Between struggling with a drug addiction, recovering from a brain injury, and surviving one of America’s largest natural disasters Geronimo’s story reads like something out of a movie.
He was born in San Francisco, the son of a massage therapist and a doctor. He would go to the massage parlor every day after school and pretend to be the receptionist. He was exposed to all different kinds of ethnic music while hanging our there. When his mom got off work, they would go to the Golden Gate Bridge Park and eat sweet pink popcorn.
When Geronimo turned six, he had a little brother on the way. His mother wanted to be closer to her family, so his parents packed all their belongings into an old rusted Mercury Cougar and hit the road headed for New Orleans.
They moved into uptown of the Big Easy. There was a festival almost every weekend with live music, food, and drinking. He grew up with the sounds of funk and classic rock and the smells of fresh boiled crawfish.
Holidays were huge as he grew up with 20 cousins, 5 aunts, and 2 uncles. There was always a huge family dinner with the whole family every Sunday and his grandfather would smoke whole ducks. His childhood was full of family, friends, and good times. “Laissez les bons temps rouler!”
Geronimo’s first week in high school, he was running the mile in gym class and a bully ran up and shoved him. He hit the floor on his shoulder and snapped his collar bone in half. He was rushed to the children’s hospital where his father worked. The only thing doctors could do for him was a sling and prescription pain medication. Things only got worse the next day when Hurricane Katrina hit. In a medicated haze, Geronimo evacuated with his mom and brother. His father stayed behind to watch the house and while the rest of the family went to Alabama.
“I remember watching everything on the news, all screwed up on painkillers and thinking my father had died.”
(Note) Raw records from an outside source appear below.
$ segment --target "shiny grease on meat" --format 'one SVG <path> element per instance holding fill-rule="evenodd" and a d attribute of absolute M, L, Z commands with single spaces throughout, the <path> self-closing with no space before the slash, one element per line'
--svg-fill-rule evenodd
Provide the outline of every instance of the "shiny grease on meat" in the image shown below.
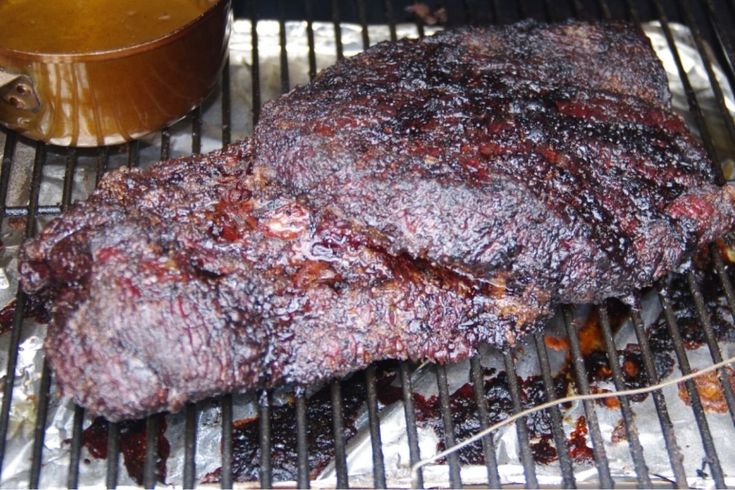
<path fill-rule="evenodd" d="M 540 326 L 505 294 L 314 213 L 258 175 L 250 145 L 105 176 L 23 249 L 50 298 L 61 389 L 110 420 L 345 375 L 379 359 L 469 356 Z"/>
<path fill-rule="evenodd" d="M 732 227 L 637 27 L 382 43 L 255 139 L 105 176 L 21 254 L 62 390 L 111 420 L 514 345 Z"/>
<path fill-rule="evenodd" d="M 636 26 L 382 43 L 264 108 L 255 166 L 394 253 L 554 301 L 630 293 L 733 221 Z"/>

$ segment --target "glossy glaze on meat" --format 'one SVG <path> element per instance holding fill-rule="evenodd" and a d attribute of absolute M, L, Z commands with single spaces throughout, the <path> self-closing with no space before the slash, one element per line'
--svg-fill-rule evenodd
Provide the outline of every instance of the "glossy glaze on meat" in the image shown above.
<path fill-rule="evenodd" d="M 269 103 L 255 164 L 393 253 L 562 302 L 648 286 L 733 221 L 619 23 L 379 44 Z"/>
<path fill-rule="evenodd" d="M 382 43 L 222 152 L 116 170 L 21 253 L 61 389 L 111 420 L 515 345 L 733 225 L 637 28 Z M 250 169 L 250 170 L 249 170 Z"/>
<path fill-rule="evenodd" d="M 387 254 L 246 176 L 249 153 L 116 170 L 25 245 L 22 285 L 48 298 L 46 354 L 75 402 L 119 420 L 379 359 L 458 360 L 548 314 Z"/>

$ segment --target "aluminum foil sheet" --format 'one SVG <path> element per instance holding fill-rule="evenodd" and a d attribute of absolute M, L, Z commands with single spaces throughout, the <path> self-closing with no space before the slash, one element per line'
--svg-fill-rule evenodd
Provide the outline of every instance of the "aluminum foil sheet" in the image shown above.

He found out three days later his father had escaped the wreckage like an action hero putting their dog in a laundry basket jumping on a surf board and paddling out of the flooded city.
It wasn’t long before Geronimo was in school in Alabama. He was like a celebrity; everyone wanted to know how he survived Katrina. He found that on the pain killers he could be whoever he wanted to be; the drugs took away his anxieties and social fears away.
Five months later he was back in NOLA and he started smoking weed and drinking. “I remember at this point fully associating drugs with being who I wanted to be.” He began selling weed to his friends and would start every day at school with a Vitamin water bottle half full of vodka. He and a friend would sneak out to the car and smoke pot at lunch time and then he would continue to drink and smoke pot all day after school. He did this every day for the rest of high school and still managed to graduate with a 3.5 and a full scholarship to LSU. He was arrested twice after graduating and was put on Probation.
He started using coke and synthetic marijuana because they couldn’t test for it and would drive every night from LSU to New Orleans. Sneaking in through his parent’s back door, he would steal his father’s debit card to get money for drugs and then drive back – all without a license in his friends borrowed car. When his father saw him on the bank surveillance and confronted him, Geronimo said he wanted to kill himself and was sent to the psych ward. He remembers trying to jump out of the car several times on the highway while his mom was driving him there. He was there for two weeks and then went to rehab. He was 18 years old and he dropped out of LSU.
After this, Geronimo was in and out of prison and rehab for years. Struggling to stay sober and then relapsing and winding up either back in legal trouble, rehab, or both. After years of this, one night while working as a bartender, someone slipped something in his drink. The next thing he remembered was waking up in the hospital. He had tried to walk home and passed out smashing his head on a sewer grate. “I died technically that night and was severely mentally handicapped from the head injury. I forgot my name and had to be constantly watched because I would get lost easily and had to relearn even simple tasks.”
When he finally fully recovered, he went right back to drugs. His father caught him using and he was kicked out of his house. It wasn’t long before he was back in legal trouble. His dad told him he needed to go to rehab. Geronimo told him that he needed a different type of rehab and not one that told him he had a disease.
Fast forward to today. Geronimo has now been sober for 6 months, thanks to the Narconon Program. The changes he has made are best expressed in his own words.
“Before Narconon my life was an absolute mess. Living day to day, hour to hour. I was less than human and everything I touched turned to ash. I knew that I needed help but had too much false pride to ask for it. Finally after much turmoil my father saved my life by finding this program and spending his hard earned money on me one last time in an effort to get me help.
If it wasn’t for him, I know I would have been a goner; and if it wasn’t for Narconon, I wouldn’t know the feeling of having a second chance at life. I got to Narconon beaten, battered, and bruised mentally and physically. I have come out the other side a new man.
I am no longer the boy who pretends that everything is fine and is apathetic to the point of total self-destruction, but the man who can stand tall and look his problems and look the world in the eye. The program here at Narconon renewed my drive and thirst for success and pulled me out of my self-made ruins.”